Cosa non vada in Europa (o meglio,nella Unione Europea) penso sia sotto gli occhi di tutti, ad eccezione di coloro che fanno finta di non vedere o, se vedono, preferiscono crogiolarsi nelle solite enfatiche, stantie e retoriche affermazioni (“ l’ideale”,“ la casa comune”,”serve più Europa” etc.etc.) le quali, oltre a rimanere nel limbo delle utopiche buone intenzioni, non fanno che prestare ulteriore linfa a coloro che per miopia storica o calcolo politico europeisti non sono mai stati e mai lo diventeranno.
Si continua a parlare di Europa ( “ ma cosa fa l’Europa..” “ perché l’ Europa…” “ l’ Europa deve farsi sentire…”)come se si trattasse di un attore unico e coeso sulla scena internazionale.
Ma è mai possibile che nessuno voglia chiaramente ammettere che questo tipo di “ Europa” non esiste?
Sembra di rivedere la favola del re nudo di Andersen:
sfilate, cerimonie, dichiarazioni solenni, tavoli di emergenza e summit a ventisette, ma il vestito non c’è più.
Eppure nessuno lo dice.
Che il vestito non ci sia più i cortigiani lo sanno benissimo, ma tutti fingono: per interesse, per calcolo e carriera politica, per lo stipendio, per il mestiere di gazzettieri,nani e ballerine di corte.
Esiste solo una Unione Europea – una aggregazione di 27 paesi uniti da trattati prevalentemente economici e commerciali – che non è uno Stato (federale o confederato) dotato di una vera sovranità condivisa in materie chiave come politica estera, difesa e sicurezza.
Una struttura pensata più di 80 anni fa e ma che non ha saputo nel tempo adeguarsi ai mutamenti del mondo che la circonda.

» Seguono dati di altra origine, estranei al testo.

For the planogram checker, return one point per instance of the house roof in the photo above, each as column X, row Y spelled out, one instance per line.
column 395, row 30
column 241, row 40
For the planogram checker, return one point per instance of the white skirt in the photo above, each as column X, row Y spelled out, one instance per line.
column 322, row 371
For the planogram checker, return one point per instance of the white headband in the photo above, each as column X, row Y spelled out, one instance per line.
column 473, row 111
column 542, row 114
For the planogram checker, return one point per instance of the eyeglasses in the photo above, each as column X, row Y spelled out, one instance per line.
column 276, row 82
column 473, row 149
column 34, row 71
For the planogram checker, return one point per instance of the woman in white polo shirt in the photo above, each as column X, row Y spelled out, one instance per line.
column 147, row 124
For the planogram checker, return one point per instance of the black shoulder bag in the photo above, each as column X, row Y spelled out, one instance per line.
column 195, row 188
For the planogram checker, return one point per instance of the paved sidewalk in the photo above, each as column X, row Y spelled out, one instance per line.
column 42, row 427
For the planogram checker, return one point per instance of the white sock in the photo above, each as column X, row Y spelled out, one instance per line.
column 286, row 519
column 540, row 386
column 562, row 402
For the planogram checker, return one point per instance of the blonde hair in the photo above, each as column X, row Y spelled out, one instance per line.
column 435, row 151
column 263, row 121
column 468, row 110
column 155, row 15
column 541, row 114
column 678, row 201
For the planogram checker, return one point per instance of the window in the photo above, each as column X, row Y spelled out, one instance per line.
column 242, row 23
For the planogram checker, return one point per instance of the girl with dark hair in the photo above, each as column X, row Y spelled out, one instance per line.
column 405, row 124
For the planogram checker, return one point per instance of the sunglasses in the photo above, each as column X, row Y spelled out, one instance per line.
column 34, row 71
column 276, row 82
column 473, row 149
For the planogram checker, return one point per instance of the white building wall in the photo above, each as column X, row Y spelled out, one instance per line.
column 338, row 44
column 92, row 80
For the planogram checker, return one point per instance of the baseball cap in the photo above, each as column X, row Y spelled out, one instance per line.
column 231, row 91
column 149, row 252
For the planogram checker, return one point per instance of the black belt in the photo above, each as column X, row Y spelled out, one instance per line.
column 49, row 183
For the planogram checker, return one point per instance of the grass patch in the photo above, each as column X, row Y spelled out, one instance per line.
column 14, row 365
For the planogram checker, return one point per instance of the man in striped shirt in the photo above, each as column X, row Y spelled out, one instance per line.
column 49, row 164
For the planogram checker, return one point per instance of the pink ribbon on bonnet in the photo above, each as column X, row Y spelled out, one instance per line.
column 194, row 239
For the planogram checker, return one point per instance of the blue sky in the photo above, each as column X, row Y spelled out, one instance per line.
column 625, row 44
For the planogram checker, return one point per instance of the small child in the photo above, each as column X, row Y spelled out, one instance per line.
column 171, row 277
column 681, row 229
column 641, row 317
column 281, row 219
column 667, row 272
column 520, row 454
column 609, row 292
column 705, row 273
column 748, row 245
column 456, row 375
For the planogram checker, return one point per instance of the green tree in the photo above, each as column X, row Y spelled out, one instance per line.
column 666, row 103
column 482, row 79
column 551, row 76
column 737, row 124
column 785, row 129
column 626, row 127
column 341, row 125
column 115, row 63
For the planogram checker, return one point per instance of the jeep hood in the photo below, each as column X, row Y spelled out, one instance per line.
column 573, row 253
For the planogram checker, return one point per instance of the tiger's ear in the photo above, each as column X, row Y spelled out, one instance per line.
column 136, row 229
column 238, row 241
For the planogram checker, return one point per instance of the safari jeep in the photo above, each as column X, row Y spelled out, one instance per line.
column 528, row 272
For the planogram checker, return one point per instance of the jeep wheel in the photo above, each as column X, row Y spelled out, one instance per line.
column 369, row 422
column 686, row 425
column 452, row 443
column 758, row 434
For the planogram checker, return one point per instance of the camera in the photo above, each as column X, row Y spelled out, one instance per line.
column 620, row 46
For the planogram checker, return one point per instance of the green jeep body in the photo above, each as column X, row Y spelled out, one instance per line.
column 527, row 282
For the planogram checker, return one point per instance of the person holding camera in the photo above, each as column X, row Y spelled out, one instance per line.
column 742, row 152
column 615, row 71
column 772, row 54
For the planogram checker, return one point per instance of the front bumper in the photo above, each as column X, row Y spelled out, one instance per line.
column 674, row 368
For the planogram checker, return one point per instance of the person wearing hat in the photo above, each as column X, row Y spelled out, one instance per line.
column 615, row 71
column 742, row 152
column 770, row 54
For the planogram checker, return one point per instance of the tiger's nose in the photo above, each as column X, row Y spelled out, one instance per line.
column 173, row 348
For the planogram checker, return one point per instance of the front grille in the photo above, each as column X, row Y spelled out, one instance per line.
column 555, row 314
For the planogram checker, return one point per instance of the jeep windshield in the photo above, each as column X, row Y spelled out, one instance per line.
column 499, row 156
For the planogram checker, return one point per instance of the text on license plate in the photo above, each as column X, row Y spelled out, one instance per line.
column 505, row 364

Quando i princìpi non bastano più
La UE si fonda sull’adesione volontaria a determinati principi democratici di diritto e di rispetto dei diritti umani.
Ma cosa succede quando un paese membro, una volta entrato, viola apertamente quegli stessi princìpi che gli hanno permesso di accedere?
Una procedura estremamente lunga e laboriosa che deve avere l’approvazione all’unanimità degli altri Paesi.
Un’anomalia talmente paralizzante che sinora non solo non ha portato a risultati concreti, come nei casi di Ungheria e Slovacchia ( per ora), ma che da utopico strumento di solidarietà si è trasformato in un potente elemento di disgregazione.
Fico ( Slovacchia) Orban (Ungheria)
La paralisi del compromesso
Una delle conseguenze e’ una catena infinita di compromessi, spesso al ribasso, che rende l’Unione, sempre più impantanato nel districarsi nelle questioni per così dire di routine( economia,scambi commerciali,ecologismo, etc.), e nel contempo assolutamente incapace di affrontare questioni fondamentali,come la difesa o l’immigrazione, quando le divergenze tra i vari membri diventano inconciliabili.
Politica estera: l’impotenza
L’esempio più evidente di tale impotenza e’ dato dalla posizione dei 27 membri nei confronti della guerra in Ucraina. Ogni paese dice la sua, sostiene, frena o accelera a seconda dei propri interessi nazionali e delle proprie maggioranze politiche.
Ne emerge una voce debole, contraddittoria, spesso inefficace, mentre la Russia detta i tempi e i modi dello scontro. E l’Unione, nata come progetto di pace, si trova oggi in mezzo al guado, nel cuore del conflitto più grave dalla fine della Guerra Fredda.
Difesa comune: solo parole
Anche sul fronte della difesa la retorica abbonda, vista l’impossibilità di adottare soluzioni pratiche: tutti sproloquiano su esercito europeo, spesa comune, coordinamento strategico.
Summit, incontri a 3,a 4, a 5…, diatribe interne tra politici,politologi, talk- show e tavole rotonde: tutto sul niente, perché nei fatti ogni paese continua ad agire per conto proprio.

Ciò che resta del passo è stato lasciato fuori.